What do the artists really think? It is hard to say. There is a large discrepancy between the politicized texts of the catalogue and the artwork, which tends to be diffuse and ill-focused. The British-born painter Cecily Brown, now living and working in New York, presented several examples from her series, Black Painting; owing much to the New York school, these works manage not only to reference Goya, but also, at the same time, the anticipation and expression of sex. While there is something admirable in Brown’s works of mental and physical abandon, there is also the feeling of a willed redundancy: much of what Brown references seems to be linked to the luscious paint applications of de Kooning’s career (a remarkable overview of which is now on exhibit at Gagosian Gallery in New York). It’s not that the paintings look old hat; only that they imply the eroticism of action painting, which has been primarily a historical movement for some time now. The subtle monsters that gaze out at you from the broad swathes of black paint that form the background of Black Painting #2 (2002) look very much like a contemporary reading of Goya; the nude figure in white, resting on a bed, might easily be a succubus, so closely aligned is the erotic spirit with death in this composition. The painting is a strong affirmation of sexuality and unreason, tying the two together in a portrait that nonetheless feels like a historical referent rather than a new expression.

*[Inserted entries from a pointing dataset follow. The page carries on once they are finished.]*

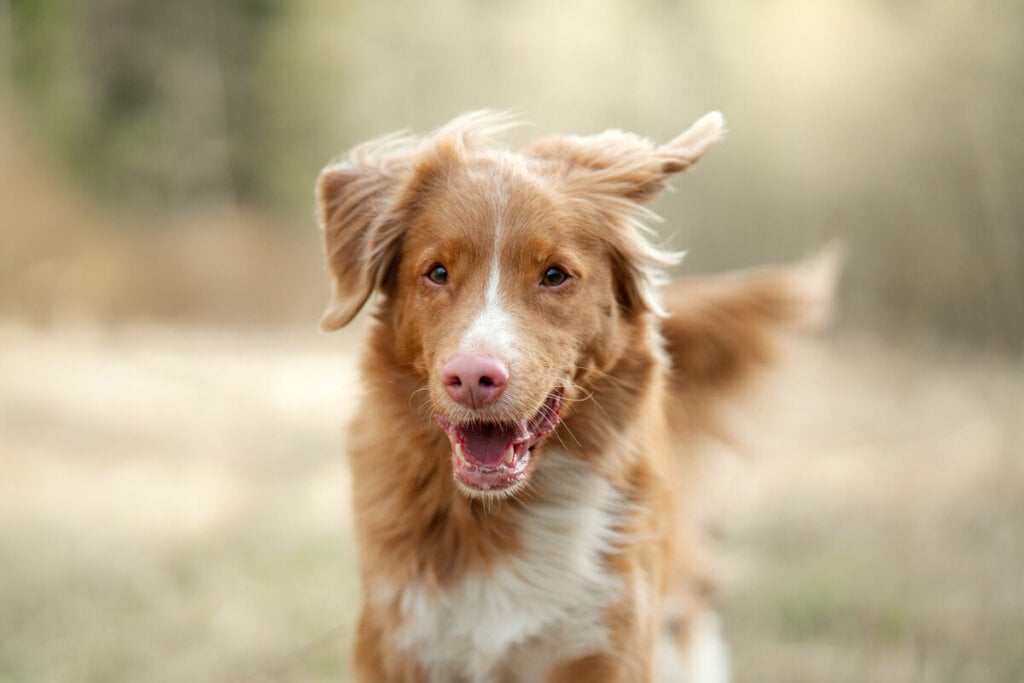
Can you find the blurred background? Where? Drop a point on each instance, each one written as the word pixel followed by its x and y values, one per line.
pixel 173 493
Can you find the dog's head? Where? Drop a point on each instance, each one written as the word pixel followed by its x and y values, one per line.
pixel 506 279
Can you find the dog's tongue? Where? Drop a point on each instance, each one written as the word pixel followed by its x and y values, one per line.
pixel 485 443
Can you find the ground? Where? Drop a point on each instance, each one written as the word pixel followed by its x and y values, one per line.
pixel 173 507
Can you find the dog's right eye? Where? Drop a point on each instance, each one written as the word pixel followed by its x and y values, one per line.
pixel 437 274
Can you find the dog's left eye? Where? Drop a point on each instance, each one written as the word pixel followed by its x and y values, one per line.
pixel 553 276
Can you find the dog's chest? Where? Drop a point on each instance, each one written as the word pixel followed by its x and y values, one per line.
pixel 534 607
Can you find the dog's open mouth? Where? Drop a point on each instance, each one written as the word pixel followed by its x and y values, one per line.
pixel 495 456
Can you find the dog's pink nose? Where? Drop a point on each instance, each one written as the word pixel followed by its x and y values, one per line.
pixel 475 381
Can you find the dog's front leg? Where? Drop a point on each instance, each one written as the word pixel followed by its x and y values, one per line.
pixel 375 662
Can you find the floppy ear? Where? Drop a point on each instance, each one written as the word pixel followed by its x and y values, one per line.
pixel 614 172
pixel 621 164
pixel 353 199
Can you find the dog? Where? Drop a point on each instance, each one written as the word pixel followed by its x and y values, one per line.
pixel 522 456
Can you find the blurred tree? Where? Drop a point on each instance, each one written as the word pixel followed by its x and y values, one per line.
pixel 151 101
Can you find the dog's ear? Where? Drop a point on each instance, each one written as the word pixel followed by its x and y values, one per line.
pixel 613 173
pixel 354 200
pixel 624 165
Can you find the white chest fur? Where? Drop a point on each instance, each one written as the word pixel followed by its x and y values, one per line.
pixel 544 603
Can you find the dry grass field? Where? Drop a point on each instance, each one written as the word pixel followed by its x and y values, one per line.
pixel 173 508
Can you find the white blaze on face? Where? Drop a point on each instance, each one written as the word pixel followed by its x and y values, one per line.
pixel 493 329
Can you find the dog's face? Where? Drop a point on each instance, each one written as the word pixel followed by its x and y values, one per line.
pixel 507 280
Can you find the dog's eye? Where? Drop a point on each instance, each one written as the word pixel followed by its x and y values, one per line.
pixel 554 276
pixel 437 274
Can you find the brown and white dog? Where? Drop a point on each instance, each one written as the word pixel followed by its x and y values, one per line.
pixel 521 458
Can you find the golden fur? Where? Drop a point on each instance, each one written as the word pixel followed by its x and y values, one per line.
pixel 633 386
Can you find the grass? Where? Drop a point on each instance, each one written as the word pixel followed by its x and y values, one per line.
pixel 173 506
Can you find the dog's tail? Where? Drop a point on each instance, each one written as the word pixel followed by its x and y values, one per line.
pixel 723 330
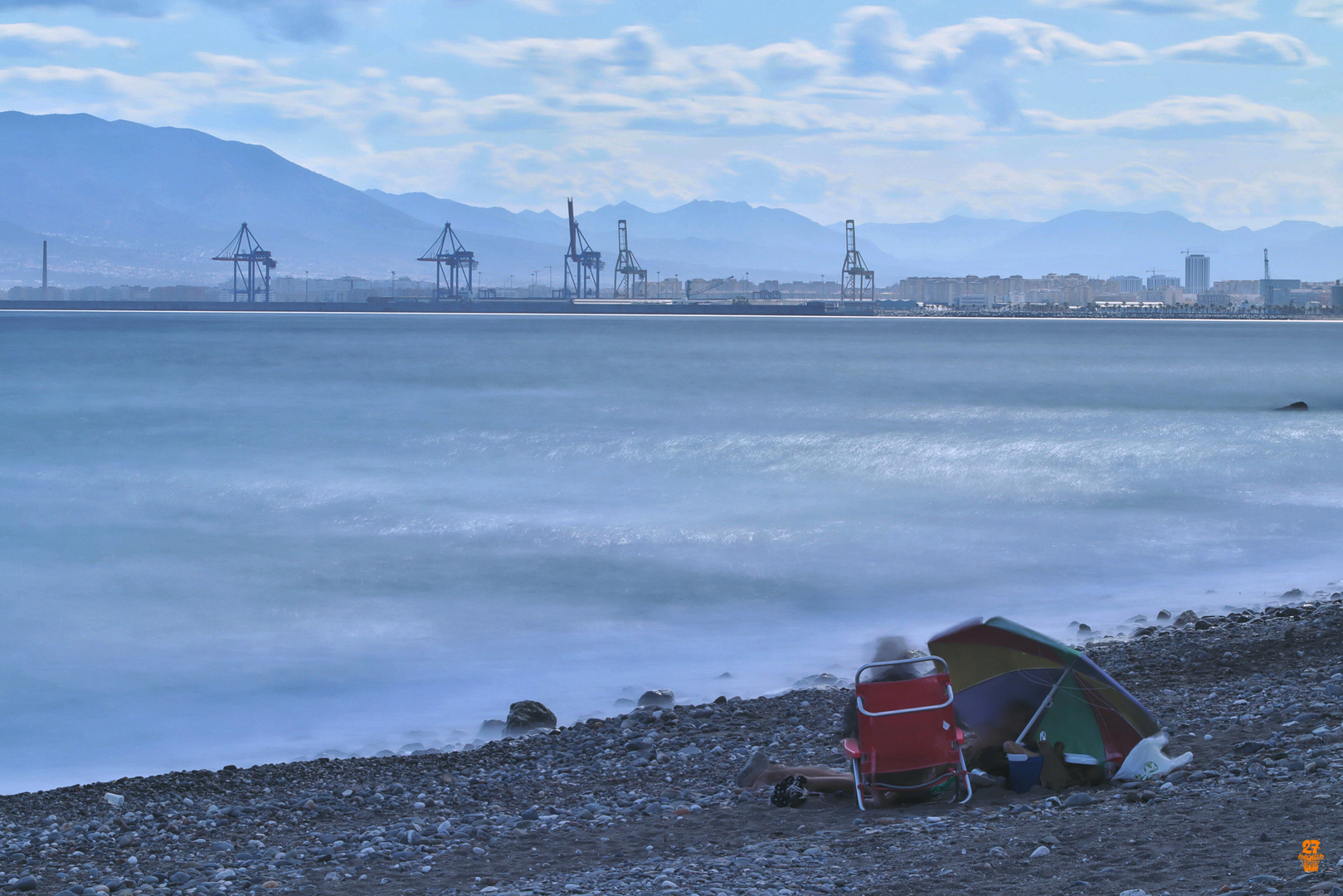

There is nothing wrong with a nod to history, but it complicates an exhibition that intends to be of utterly contemporary interest; moreover, it undermines much of the art’s willful assertion that it function in a vacuum, namely, that it reference nothing outside or beyond itself. The Los Angeles-based artist Liz Craft offers (on the first floor of the Whitney, right beside the entrance to the galleries) a bronze Death Rider (Virgo) (2002), which presents the bemused viewer with an oddly fashioned icon of American resistance: a skeleton drives the bike, which has a huge pine cone for a gas tank, while a headless girl sits behind the deathly arrangement of bones. The finish of the piece is oddly, deliberately, amateurish, as if to underscore the improvisatory nature of rebellion. Here, the popular history to which the sculpture refers is essentially eventless — one is caught up in the long, ongoing moment of freedom achieved at any cost, even death. On another level, however, there is a kind of sentimentality in the image, a re-referral to rebellion that makes the piece appear as a travesty of an attitude. As mentioned above, Barnaby Furnas makes paintings that pixilate an all-American violence; in Hamburger Hill (2002), he paints a firefight, complete with explosions of bodies and blood. There is a graphic effectiveness to the scene, which relates the anarchy and raw experience of battle. This work and other Furnas paintings were among the most compelling pieces in the show, proving that the category of history painting can indeed be updated, even if at the expense of atmospheric anarchy.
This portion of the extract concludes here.